Other innovative designs make this ship extremely useful to the FDNY. The Three Forty Three features a forward ballast tank which lowers the boat in the water to match its deck with larger ferries that operate in the waters around New York City. This feature will allow the fireboat to safely transfer and evacuate people in an emergency. The ship's pilot house is configured to allow the Captain a 360-degree view of an operation, which can assist with maneuvering the vessel in tight quarters. In addition, the Three Forty Three has a command and control area where the ship's officers will be able to monitor and direct fire operations with the aid of remote cameras and state-of-theart communication equipment.

The Three Forty Three, and her sister ship Firefighter II (currently undergoing sea trials in Panama City, Florida), were paid for in large part by $54 million in grants from the Department of Homeland Security. The Three Forty Three's original design is from naval architectural firm Robert Allan Ltd. of Vancouver, B.C. The Three Forty Three was constructed by Eastern Shipbuilding Group of Panama City, Florida.




The Small Boat
(Marine 1 Alpha)

Our second boat is a quick response rescue vessel. When Marine 1 receives an alarm, we will determine which boat will respond. If the alarm is a report of a fire we will respond with the big boat (The Three Forty Three), or if we get a report of a person in the water or a small boat in distress, we will respond with the small boat. Our small boat is a 27' Safe Boat. This boat is made by Safe Boats International in Washington state.

This boat looks like an Avon boat (inflatable pontoons). The pontoons or collars on this boat are filled with rigid foam that will not fail. On an Avon type boat, if the pontoons fail, the boat will sink. The hull of this boat is sealed and pressure tested, no bilge. It is self bailing without any forward motion. This boat is unsinkable and fully functional even without the collars. The boat is propelled by two 250 horsepower, 4 stroke, Yamaha outboards. The boat skims across the top of the waves at 50 miles per hour. This speed has proven to be needed.

In the first year of service Marine 1 has saved the lives of 4 people and 2 dogs. The boat was delivered to Maine 1 in April of 2006. The electronics on this boat are state of the art, with 3 Motorola radios, to communicate with fire and police units.
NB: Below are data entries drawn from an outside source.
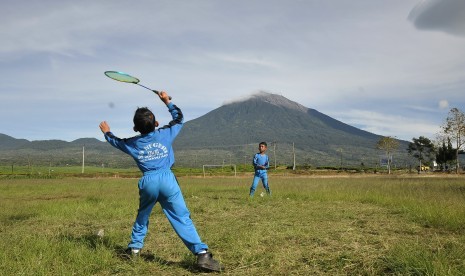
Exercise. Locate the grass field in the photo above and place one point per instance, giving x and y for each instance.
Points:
(354, 225)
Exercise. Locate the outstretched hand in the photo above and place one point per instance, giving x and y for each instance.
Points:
(164, 97)
(104, 127)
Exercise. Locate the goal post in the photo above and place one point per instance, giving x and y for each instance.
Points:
(212, 167)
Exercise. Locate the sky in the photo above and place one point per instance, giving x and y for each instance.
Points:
(391, 67)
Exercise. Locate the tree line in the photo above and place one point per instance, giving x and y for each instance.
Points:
(444, 149)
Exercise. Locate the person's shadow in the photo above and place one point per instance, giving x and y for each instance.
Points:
(93, 241)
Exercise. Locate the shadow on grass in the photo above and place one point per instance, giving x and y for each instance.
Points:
(93, 242)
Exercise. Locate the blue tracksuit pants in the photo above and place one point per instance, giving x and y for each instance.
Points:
(163, 187)
(260, 175)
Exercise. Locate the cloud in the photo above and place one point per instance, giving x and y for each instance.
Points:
(443, 104)
(441, 15)
(389, 124)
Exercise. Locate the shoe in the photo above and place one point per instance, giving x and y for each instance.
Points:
(205, 261)
(132, 252)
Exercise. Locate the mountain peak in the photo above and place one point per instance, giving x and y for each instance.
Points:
(274, 99)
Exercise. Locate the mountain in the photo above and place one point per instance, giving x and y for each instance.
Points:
(230, 135)
(236, 128)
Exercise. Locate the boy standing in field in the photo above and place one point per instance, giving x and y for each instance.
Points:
(152, 150)
(261, 164)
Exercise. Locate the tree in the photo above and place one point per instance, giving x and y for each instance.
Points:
(422, 149)
(445, 153)
(389, 145)
(454, 128)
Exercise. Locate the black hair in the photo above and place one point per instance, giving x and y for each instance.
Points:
(144, 120)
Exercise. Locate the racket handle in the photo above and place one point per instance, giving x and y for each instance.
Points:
(158, 92)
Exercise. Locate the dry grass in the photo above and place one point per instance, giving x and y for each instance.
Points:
(310, 226)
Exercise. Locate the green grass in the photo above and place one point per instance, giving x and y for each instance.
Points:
(372, 225)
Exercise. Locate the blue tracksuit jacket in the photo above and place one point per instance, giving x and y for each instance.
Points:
(154, 156)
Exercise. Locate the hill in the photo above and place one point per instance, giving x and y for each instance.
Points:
(230, 135)
(232, 132)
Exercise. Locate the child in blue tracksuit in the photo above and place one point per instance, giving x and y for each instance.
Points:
(261, 164)
(152, 150)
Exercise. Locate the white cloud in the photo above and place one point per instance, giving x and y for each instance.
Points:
(442, 15)
(443, 104)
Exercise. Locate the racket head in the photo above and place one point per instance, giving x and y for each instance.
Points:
(120, 76)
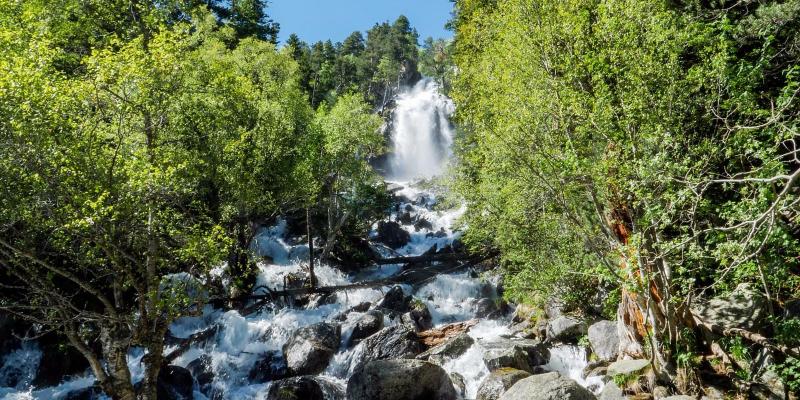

There are two VHF radios to communicate with Coast Guard, police boats, and other vessels on the water. A Furuno radar and G.P.S. system to guided us through fog, darkness, and into shallow water. On the bow of the boat is a small fire pump that can be used on small boat fires or under pier fires. We carry water rescue equipment to help and protect the firefighters when we have to enter the water for a rescue. Then, when we have to treat a person, we have CFR-D equipment (Certified first responder with defibrillator).